If Lottie brought me a glass of wine when I got home on a Friday evening, the tug-of-war might not last as long but I would certainly be impressed, and I suspect Lottie would be my new best friend on Fridays; not that she isn’t already of course.

For branding and brand-response campaigns, I believe we’re missing opportunities for engagement.”

Back in 2006 at the IAB Engage conference, a few of us were asked to comment on the impact social media might have on how brands talked to their target audiences, and how smart brands were going to need to ‘unthink’ some of their old approaches. I think we need to ask similar questions again.

Content marketing offers brands a wonderful canvas for engagement. Small-time clothing brand Wren stunned the world with its film First Kiss – close to 94 million YouTube views later and 14,000% uplift in sales (according to CNBC.com), shows how putting the user first and delivering something of relevance and value can shift advocacy considerably; now a widely accepted approach when thinking about content marketing.

However, how many brands would allow their branding not to appear within a display ad call-to-action unit?

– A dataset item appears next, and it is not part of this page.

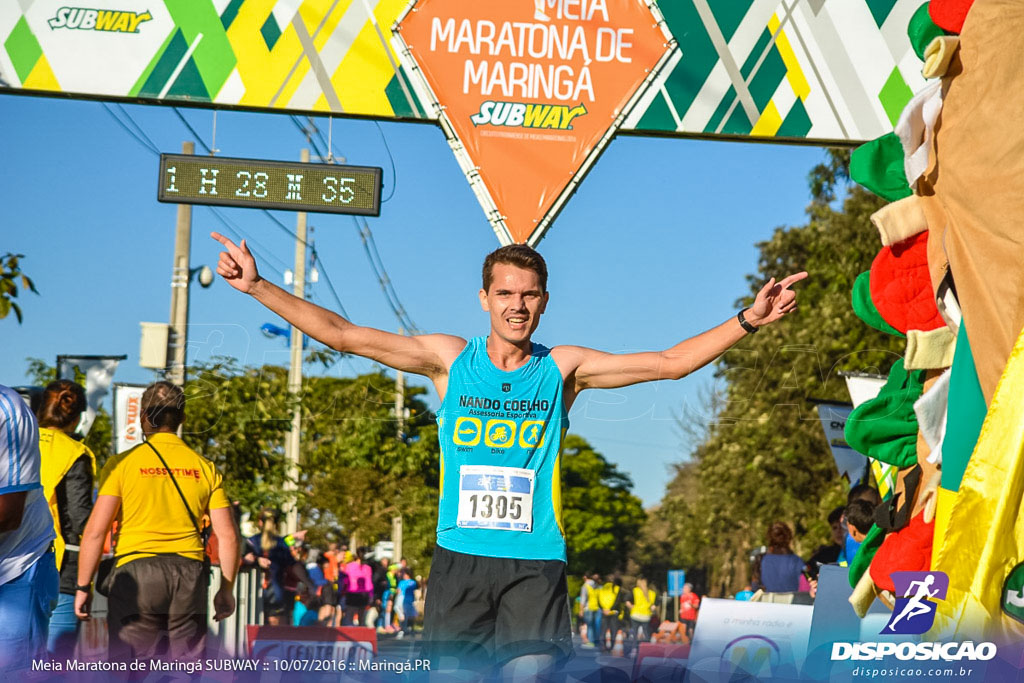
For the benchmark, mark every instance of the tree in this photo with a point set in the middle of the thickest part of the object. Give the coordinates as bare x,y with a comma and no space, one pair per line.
764,458
10,275
354,473
600,515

Clearly it’s not as simple as running an unbranded advert and for many direct response approaches, I suspect the brand element is necessary to make sense of the message.

But, for branding and brand-response campaigns, I believe we’re missing opportunities for engagement; not a duping type of approach but one where transparency and honesty sit at the core of the proposition.

In my previous life, I watched tens of thousands of rich media ads go live. Well, I saw very few in reality but a consistent pattern could be seen from the more successful campaigns, and without doubt, those that approached engagement from a standpoint of relevance worked the best. In particular, those where the branding wasn’t present resulted in many times the average score for effectiveness.

Creative agencies love a creative challenge; end users look for things of interest. Let’s allow our creative agencies a bit more headroom for branding campaigns where display is an element.

Much as the vloggers will be largely forgiven for working with brands if they’re open and honest about it, so will end users not hold it against a brand for bringing them something of value and if that value proposition is central to the communication, the display creative may well get noticed.